I had a message this afternoon that the Wall Street Journal wanted our opinion on the latest developments in the New York State beer world. It turns out that already, this weekend, there is state and federal legislation in the works in response to our litigation that will give small brewers a leg up against larger ones, but do it in an even-handed, non-discriminatory, transparent, and constitutional way. At least that's what the Journal told me.

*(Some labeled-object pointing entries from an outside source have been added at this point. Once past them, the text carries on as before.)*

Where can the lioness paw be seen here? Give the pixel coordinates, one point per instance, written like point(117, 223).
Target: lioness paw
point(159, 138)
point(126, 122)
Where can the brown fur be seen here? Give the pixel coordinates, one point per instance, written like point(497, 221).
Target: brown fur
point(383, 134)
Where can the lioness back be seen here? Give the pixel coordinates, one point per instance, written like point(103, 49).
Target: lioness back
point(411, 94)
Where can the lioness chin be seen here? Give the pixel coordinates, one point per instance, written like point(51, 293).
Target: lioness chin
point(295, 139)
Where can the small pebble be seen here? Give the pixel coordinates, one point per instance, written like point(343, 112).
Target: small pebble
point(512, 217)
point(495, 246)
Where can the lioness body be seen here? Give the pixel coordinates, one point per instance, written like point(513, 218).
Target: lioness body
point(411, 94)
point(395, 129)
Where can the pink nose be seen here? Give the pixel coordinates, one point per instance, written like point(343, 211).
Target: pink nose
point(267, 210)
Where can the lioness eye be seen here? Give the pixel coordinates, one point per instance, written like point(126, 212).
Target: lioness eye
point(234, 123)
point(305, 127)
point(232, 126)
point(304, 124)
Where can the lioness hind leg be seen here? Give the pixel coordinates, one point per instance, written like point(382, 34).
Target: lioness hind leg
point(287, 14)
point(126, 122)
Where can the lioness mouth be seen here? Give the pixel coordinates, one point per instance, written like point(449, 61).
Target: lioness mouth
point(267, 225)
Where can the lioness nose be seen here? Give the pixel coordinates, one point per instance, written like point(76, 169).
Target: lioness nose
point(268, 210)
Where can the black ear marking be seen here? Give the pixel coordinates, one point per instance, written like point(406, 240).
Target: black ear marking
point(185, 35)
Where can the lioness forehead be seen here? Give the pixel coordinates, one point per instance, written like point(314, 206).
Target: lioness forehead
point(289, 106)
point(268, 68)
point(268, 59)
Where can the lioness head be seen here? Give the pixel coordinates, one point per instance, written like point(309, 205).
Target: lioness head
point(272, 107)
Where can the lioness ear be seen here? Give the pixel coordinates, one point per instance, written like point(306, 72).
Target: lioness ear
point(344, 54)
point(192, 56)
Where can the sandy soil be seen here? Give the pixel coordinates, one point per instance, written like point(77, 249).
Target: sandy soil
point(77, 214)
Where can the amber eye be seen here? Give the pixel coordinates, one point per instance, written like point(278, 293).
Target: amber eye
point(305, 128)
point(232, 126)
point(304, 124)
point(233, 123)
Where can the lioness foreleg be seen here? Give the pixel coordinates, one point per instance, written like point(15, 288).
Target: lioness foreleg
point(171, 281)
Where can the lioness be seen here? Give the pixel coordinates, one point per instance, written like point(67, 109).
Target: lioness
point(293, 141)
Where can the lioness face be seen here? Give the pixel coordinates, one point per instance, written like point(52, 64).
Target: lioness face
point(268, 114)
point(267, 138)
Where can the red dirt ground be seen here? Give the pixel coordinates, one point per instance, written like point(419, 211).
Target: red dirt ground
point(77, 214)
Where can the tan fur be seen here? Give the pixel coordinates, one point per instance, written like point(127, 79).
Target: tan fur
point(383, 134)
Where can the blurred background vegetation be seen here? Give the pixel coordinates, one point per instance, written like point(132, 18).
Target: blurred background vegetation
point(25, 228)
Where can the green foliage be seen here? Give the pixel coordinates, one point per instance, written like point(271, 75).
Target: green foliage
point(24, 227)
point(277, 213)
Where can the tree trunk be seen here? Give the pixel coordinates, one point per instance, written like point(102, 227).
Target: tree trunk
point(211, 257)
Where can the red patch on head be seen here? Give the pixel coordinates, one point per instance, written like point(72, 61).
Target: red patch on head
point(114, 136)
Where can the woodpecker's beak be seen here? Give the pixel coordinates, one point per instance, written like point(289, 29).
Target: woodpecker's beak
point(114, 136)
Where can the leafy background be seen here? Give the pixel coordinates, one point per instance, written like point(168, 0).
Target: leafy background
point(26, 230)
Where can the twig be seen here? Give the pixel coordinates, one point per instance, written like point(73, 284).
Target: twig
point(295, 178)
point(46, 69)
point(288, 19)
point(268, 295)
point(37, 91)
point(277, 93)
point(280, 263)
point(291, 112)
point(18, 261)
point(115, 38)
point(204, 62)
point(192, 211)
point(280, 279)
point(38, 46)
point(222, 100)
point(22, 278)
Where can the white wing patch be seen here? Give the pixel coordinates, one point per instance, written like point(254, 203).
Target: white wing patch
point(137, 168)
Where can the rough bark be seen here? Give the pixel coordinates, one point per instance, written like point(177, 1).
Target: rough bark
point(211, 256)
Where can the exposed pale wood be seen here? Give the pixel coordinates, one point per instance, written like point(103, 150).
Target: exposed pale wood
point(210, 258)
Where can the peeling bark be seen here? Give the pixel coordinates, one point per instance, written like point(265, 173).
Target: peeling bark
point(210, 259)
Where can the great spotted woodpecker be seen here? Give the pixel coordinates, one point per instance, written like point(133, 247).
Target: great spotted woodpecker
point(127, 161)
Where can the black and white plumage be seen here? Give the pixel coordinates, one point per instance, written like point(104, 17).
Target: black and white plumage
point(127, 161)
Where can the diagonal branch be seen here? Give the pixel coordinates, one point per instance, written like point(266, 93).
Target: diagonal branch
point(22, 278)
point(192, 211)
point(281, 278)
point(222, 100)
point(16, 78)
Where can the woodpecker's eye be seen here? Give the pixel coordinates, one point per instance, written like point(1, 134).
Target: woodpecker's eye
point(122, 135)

If what I hear is right, everyone will continue to have to pay the New York excises taxes, which is fair. But there will be a new tax credit for "small" brewers (I use those quotation marks only because what's small to New York is definitely not small to me) that should balance the amount of the tax. In other words, New York will just give the New York brewers' tax back to them at the end of the tax year. My understanding is that tax credits like this to help resident businesses are perfectly constitutional and as we said in our previous statement on this totally manufactured falderal, it's none of our business what New York does with its money. I'm just glad that it will now be very clear, even for people who aren't that up on tax policy, that what's really going on here is that New York is just giving money from its treasury to brewers to do with whatever they want.

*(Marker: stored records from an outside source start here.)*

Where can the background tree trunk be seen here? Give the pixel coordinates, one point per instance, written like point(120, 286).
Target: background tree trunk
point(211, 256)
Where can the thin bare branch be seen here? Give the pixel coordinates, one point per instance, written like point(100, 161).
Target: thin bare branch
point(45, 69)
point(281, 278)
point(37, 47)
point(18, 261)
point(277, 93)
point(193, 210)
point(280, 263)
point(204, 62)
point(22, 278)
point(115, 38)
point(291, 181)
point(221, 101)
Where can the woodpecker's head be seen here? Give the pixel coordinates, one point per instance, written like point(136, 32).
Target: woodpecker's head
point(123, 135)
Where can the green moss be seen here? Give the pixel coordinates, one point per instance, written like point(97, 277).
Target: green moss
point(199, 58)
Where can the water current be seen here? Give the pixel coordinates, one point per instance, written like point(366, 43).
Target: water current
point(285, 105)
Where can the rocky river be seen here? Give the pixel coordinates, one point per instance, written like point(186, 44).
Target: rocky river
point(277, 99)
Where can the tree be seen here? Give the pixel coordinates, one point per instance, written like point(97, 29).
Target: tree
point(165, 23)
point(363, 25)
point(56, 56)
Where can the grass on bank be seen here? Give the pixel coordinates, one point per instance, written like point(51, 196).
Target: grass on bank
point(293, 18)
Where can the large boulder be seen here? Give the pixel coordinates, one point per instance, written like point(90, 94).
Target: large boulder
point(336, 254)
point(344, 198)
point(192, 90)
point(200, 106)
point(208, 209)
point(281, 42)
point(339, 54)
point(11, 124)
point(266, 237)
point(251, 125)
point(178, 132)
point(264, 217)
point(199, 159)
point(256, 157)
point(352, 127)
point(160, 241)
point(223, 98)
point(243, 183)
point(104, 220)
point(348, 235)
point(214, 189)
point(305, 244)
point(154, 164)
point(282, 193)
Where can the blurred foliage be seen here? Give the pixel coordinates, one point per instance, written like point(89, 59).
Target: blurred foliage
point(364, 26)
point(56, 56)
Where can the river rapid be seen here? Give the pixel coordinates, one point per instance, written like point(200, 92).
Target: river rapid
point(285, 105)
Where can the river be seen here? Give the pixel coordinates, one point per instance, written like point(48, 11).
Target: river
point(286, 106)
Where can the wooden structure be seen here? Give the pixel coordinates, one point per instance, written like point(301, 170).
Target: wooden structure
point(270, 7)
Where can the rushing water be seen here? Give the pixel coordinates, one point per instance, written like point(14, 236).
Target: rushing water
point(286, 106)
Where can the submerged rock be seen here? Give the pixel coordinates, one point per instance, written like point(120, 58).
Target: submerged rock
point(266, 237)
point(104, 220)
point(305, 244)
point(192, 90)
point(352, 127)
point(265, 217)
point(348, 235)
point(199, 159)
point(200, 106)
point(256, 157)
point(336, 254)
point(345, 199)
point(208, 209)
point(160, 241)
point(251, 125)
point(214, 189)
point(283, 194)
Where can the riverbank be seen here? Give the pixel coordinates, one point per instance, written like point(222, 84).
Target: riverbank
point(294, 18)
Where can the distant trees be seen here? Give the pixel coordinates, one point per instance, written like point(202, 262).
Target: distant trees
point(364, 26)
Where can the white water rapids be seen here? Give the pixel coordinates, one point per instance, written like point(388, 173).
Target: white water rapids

But the much better news is this: according to the Journal, Senator Charles Schumer is supposedly sponsoring legislation that will give excise tax breaks to small brewers -- not just to New York's small brewers (because that is unconstitutional), but to all small brewers across the country. Of course that includes the small brewers that we've worked with in various ways -- most immediately Jolly Pumpkin, Saint Somewhere, and Anchorage. The word is that this legislation will give "craft" brewers a cut from $7 to $3.50 on the first 60,000 barrels they produce, and a cut to $5 on everything beyond that up to 1.9 million barrels. Assuming that this is all done constitutionally -- and of course Senator Schumer will assure that it is -- I'd say this is a very happy result for everyone who cares about small brewers, including big small brewers. (To me, that 2 million barrels is an astronomically high number, but that's another discussion.)

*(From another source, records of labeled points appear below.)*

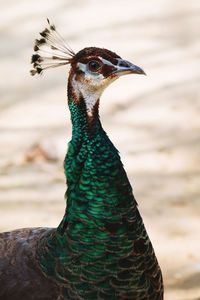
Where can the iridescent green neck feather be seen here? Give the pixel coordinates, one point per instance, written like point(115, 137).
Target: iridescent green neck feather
point(100, 249)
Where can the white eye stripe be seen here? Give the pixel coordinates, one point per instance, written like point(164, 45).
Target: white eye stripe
point(105, 61)
point(82, 67)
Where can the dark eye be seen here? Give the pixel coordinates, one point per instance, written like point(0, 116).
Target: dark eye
point(94, 65)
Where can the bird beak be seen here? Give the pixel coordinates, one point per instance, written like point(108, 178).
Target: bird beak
point(125, 67)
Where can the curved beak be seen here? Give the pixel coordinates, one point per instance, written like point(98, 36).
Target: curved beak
point(125, 67)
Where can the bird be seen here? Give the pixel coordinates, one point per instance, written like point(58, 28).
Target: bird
point(100, 249)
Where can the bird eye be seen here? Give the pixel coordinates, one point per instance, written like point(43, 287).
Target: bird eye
point(94, 65)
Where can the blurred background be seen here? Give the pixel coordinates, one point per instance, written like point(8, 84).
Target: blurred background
point(153, 120)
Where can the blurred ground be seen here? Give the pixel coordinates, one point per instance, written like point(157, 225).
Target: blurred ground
point(154, 120)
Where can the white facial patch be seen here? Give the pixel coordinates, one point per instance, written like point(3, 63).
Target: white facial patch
point(90, 92)
point(91, 86)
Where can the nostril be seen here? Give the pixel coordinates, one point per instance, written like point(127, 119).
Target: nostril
point(124, 63)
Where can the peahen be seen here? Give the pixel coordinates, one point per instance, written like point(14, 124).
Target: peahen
point(101, 249)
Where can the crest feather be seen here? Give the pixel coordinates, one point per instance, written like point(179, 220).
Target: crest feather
point(51, 51)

So, congratulations all around. I want to emphasize again, however, that although the air has been cleared somewhat on the subject of beer taxes, and I'm glad of that, our focus was always on the label registration fee scheme, which really hurt out-of-staters, and us in particular. I hope to hear soon that small brewers -- again, not just New York brewers, but all small brewers -- will be exempted from that burdensome and pointless money-making gambit the S.L.A. is running.

As I said to the guy at the Journal, we're very happy that the problem with the New York beer tax is being fixed so quickly, but it's hard not to feel a bit piqued at what's gone on in the past week and a half. This was never about hurting New York's brewers, of course, but about modifying the old fee and tax scheme that on its face (as lawyers like to say) totally screwed out-of-state small brewers. The way the system works is that sometimes someone has to level the playing field through the courts, which allows the legislature, now with proper guidelines, to rebuild. I have to believe that most New York brewers knew that it was about fairness, and remaking the system, while only a few saw it as an attack or a devious plot by evil geniuses to take money away from them, and went incendiary. Despite hysterical talk about torches and pitchforks, bombs and wildfires, this reform is actually a pretty orderly and sensible process. Filing a lawsuit -- especially one that was decided and won quite easily -- is not the same thing as throwing a Molotov cocktail.

I would like to revert to the very last paragraph of the statement we issued last week. Specifically, this:

"There are plenty of ways to help in-state small brewers that don't involve totally screwing out-of-state small brewers. Presumably, even while a few more emotional types are hysterically trying to vilify us, cooler heads at the New York State Brewers Association are already getting legislators to look at sensible non-discriminatory measures to help small brewers in New York. Even though they haven’t been all that endearing lately, we’ll support them 100% when they do."

This is not a "we-told-you-so," but to me it's necessary to point out that the scenario we pictured was exactly the case. At the same time that certain brewers were preaching fire and vengeance -- dispatching the most visible (and surprisingly gullible) of their number to scream and rant "privately" that we are the Antichrist, and warn that we were about to become famous in a way that we wouldn't like, as well as spreading complete fabrications in places like the New York Post, where hot-heads run the presses -- they were swiftly and quietly off to Albany to make perfectly sure that the Apocalypse they were wildly predicting in public was never going to happen. In other words, they were simultaneously trying to whip up public anger against us and taking advantage of the opportunity our lawsuit opened up.

So yeah, as promised we are going to support the new measures to benefit everyone in New York -- from the little Barrier Brewery to the $30 million-a-year Brooklyn Brewery (and even the much bigger F.X. Matt) -- and elsewhere.